# How do you integrate int x^3 sec^2 x dx  using integration by parts?

Mar 14, 2016

The first two steps are OK. After that you need polylogarithmic functions (beyond the scope of an introductory course).

#### Explanation:

Let $I = \int {x}^{3} {\sec}^{2} x \mathrm{dx}$

Let $u = {x}^{3}$ and $\mathrm{dv} = {\sec}^{2} x \mathrm{dx}$.

This makes $\mathrm{du} = 3 {x}^{2}$ and $v = \int {\sec}^{2} x \mathrm{dx} = \tan x$

So, we have

$u v - \int v \mathrm{du} = {x}^{3} \tan x - 3 \int {x}^{2} \tan x \mathrm{dx}$

To evaluate $\int {x}^{2} \tan x \mathrm{dx}$ use parts again.
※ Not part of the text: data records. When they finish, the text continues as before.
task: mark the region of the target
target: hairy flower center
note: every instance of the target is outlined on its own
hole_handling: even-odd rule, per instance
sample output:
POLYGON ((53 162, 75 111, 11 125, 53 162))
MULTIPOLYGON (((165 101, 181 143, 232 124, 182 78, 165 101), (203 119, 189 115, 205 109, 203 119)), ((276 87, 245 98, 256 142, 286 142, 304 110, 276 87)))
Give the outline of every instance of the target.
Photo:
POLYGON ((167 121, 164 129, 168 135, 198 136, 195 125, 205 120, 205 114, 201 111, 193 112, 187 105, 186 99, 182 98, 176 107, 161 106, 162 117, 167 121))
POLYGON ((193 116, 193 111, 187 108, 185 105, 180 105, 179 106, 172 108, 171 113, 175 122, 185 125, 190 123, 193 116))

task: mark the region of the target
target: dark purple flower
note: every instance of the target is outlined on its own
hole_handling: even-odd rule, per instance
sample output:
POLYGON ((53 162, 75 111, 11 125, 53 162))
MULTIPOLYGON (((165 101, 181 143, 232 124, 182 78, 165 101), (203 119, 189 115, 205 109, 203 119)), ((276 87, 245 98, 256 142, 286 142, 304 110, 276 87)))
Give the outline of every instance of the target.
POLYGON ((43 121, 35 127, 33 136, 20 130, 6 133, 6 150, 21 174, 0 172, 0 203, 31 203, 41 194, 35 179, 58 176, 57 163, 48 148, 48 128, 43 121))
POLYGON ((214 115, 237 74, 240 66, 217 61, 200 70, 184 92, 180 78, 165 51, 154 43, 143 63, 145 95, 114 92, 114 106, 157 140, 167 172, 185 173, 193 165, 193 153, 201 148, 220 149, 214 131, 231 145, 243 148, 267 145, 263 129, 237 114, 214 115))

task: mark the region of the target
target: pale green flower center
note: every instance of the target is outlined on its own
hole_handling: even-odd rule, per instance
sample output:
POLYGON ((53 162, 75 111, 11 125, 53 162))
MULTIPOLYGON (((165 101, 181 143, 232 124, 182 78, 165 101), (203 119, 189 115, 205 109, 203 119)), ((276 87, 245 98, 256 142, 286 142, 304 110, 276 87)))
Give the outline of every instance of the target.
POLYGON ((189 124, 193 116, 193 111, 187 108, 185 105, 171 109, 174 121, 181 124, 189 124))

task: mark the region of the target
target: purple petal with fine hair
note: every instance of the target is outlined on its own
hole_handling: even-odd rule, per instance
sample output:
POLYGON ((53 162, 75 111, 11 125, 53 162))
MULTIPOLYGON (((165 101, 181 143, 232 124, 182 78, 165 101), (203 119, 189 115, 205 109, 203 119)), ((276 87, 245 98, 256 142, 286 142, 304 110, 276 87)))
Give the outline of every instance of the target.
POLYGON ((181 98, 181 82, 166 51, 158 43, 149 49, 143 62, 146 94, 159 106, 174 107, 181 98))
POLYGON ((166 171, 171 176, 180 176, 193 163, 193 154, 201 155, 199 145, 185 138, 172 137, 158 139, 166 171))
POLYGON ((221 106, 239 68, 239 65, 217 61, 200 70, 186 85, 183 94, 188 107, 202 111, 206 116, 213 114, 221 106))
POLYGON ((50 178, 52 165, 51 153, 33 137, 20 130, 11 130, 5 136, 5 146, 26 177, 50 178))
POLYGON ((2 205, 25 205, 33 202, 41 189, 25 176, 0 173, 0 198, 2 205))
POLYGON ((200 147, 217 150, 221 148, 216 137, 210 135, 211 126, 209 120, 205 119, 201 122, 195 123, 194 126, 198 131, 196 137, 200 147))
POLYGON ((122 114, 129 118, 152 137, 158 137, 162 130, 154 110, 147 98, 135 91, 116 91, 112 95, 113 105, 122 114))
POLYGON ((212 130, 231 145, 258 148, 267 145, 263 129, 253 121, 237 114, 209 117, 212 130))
Let $u = {x}^{2}$ and $\mathrm{dv} = \tan x \mathrm{dx}$.

So that $\mathrm{du} = 2 x \mathrm{dx}$ and $v = \int \tan x \mathrm{dx} = - \ln \left\mid \cos \right\mid x$

So we have

$I = {x}^{3} \tan x - 3 \left[- {x}^{2} \ln \left\mid \cos \right\mid x + 2 \int x \ln \left\mid \cos \right\mid x \mathrm{dx}\right]$

The last integral involves the polylogarithmic function.

I don't know enough about that to explain it. (Good luck.)